Serial1 is the hardware serial port connected to pin 0 and 1, which is free to use to connect to external serial devices.
Burn the Bootloader
Using the Zero Programming Port it is possible to burn the booloader used by the Native USB port. To burn the bootloader follow this procedure:
select Tools->Programmer->Atmel EDBG
select Tools->Board->Arduino/Genuino Zero (Programming Port)
select Tools->Burn Bootloader
USB Overcurrent Protection
The Zero has a resettable polyfuse that protects your computer's USB ports from shorts and overcurrent. Although most computers provide their own internal protection, the fuse provides an extra layer of protection. If more than 500 mA is applied to the USB port, the fuse will automatically break the connection until the short or overload is removed.

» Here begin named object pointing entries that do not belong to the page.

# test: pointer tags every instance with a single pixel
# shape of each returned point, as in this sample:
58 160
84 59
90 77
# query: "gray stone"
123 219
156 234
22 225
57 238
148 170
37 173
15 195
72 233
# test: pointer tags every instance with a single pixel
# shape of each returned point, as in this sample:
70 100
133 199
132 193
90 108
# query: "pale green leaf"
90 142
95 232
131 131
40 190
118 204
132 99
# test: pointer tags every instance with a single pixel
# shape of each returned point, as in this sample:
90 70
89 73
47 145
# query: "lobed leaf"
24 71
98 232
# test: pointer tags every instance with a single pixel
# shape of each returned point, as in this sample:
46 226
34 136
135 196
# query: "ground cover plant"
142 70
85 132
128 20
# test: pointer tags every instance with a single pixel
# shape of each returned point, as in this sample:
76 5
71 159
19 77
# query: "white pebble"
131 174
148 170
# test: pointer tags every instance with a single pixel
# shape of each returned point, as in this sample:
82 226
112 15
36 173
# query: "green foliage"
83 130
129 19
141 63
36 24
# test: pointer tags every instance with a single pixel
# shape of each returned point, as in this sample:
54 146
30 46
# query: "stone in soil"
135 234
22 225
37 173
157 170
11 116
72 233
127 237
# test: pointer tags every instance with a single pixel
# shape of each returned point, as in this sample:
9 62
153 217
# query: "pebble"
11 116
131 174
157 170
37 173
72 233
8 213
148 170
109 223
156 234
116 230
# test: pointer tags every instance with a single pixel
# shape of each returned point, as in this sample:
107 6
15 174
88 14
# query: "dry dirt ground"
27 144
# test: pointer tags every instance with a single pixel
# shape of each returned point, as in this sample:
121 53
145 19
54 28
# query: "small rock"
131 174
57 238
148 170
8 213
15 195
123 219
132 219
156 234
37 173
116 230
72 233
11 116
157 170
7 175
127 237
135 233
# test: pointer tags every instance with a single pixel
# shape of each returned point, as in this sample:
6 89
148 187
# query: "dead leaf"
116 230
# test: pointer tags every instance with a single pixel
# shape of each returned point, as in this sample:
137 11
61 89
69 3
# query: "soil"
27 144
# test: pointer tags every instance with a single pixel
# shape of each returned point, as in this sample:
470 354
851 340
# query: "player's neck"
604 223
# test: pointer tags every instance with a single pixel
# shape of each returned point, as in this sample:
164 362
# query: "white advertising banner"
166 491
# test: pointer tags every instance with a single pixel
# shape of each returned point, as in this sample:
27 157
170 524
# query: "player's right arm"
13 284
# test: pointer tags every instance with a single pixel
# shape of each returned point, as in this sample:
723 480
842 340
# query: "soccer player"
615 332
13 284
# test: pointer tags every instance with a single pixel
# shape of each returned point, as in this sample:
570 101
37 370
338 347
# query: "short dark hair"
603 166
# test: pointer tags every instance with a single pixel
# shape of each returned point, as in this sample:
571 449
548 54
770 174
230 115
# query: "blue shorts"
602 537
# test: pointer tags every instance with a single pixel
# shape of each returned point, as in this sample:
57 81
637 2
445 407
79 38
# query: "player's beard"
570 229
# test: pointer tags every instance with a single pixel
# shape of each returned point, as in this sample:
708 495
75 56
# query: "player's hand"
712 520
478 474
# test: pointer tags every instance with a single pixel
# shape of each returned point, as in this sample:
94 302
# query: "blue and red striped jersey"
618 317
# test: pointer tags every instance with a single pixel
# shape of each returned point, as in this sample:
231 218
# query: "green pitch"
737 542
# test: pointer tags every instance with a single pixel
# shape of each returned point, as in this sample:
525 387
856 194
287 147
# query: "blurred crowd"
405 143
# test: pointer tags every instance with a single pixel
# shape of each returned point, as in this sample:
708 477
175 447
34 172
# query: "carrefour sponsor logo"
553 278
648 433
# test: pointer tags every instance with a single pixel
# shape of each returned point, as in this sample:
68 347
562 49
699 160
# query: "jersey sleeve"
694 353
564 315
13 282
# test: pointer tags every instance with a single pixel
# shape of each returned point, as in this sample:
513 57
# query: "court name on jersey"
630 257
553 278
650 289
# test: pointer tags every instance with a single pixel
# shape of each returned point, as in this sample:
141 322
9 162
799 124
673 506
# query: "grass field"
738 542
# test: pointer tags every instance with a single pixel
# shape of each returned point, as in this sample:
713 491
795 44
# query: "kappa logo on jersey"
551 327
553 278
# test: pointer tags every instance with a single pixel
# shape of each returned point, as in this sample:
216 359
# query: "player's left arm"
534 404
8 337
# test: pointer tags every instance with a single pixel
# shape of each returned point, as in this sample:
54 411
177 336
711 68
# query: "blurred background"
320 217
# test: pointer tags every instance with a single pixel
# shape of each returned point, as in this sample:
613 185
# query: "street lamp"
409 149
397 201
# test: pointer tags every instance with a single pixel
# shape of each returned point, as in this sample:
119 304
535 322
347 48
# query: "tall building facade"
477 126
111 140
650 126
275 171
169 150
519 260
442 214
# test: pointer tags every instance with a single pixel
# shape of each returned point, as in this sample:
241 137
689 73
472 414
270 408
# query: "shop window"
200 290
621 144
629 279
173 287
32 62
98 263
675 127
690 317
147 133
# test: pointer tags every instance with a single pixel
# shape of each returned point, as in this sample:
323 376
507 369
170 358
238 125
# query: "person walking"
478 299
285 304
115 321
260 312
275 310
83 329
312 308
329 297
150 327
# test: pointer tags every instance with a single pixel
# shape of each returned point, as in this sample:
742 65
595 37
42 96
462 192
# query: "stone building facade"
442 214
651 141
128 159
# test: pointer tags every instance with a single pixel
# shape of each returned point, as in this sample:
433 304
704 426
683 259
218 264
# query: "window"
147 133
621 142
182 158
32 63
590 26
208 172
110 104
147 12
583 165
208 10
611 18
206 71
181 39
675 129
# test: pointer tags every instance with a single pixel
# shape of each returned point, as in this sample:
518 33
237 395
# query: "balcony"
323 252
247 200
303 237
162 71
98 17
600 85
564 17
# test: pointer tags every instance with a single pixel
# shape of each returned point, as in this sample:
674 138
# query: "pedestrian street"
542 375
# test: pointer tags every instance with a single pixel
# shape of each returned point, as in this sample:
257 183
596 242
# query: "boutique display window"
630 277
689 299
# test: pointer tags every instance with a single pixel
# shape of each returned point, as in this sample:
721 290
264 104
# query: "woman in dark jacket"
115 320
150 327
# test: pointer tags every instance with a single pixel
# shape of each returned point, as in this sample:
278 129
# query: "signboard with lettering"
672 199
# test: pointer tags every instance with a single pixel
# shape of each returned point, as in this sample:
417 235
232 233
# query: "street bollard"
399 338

The maximum length and width of the Zero PCB are 2.7 and 2.1 inches respectively, with the USB connectors and power jack extending beyond the former dimension. Three screw holes allow the board to be attached to a surface or case. Note that the distance between digital pins 7 and 8 is 160 mil (0.16"), not an even multiple of the 100 mil spacing of the other pins. The Zero is designed to be compatible with most shields designed for the Uno, Diecimila or Duemilanove. Digital pins 0 to 13 (and the adjacent AREF and GND pins), analog inputs 0 to 5, the power header, and "ICSP" (SPI) header are all in equivalent locations. Further the main UART (serial port) is located on the same pins (0 and 1).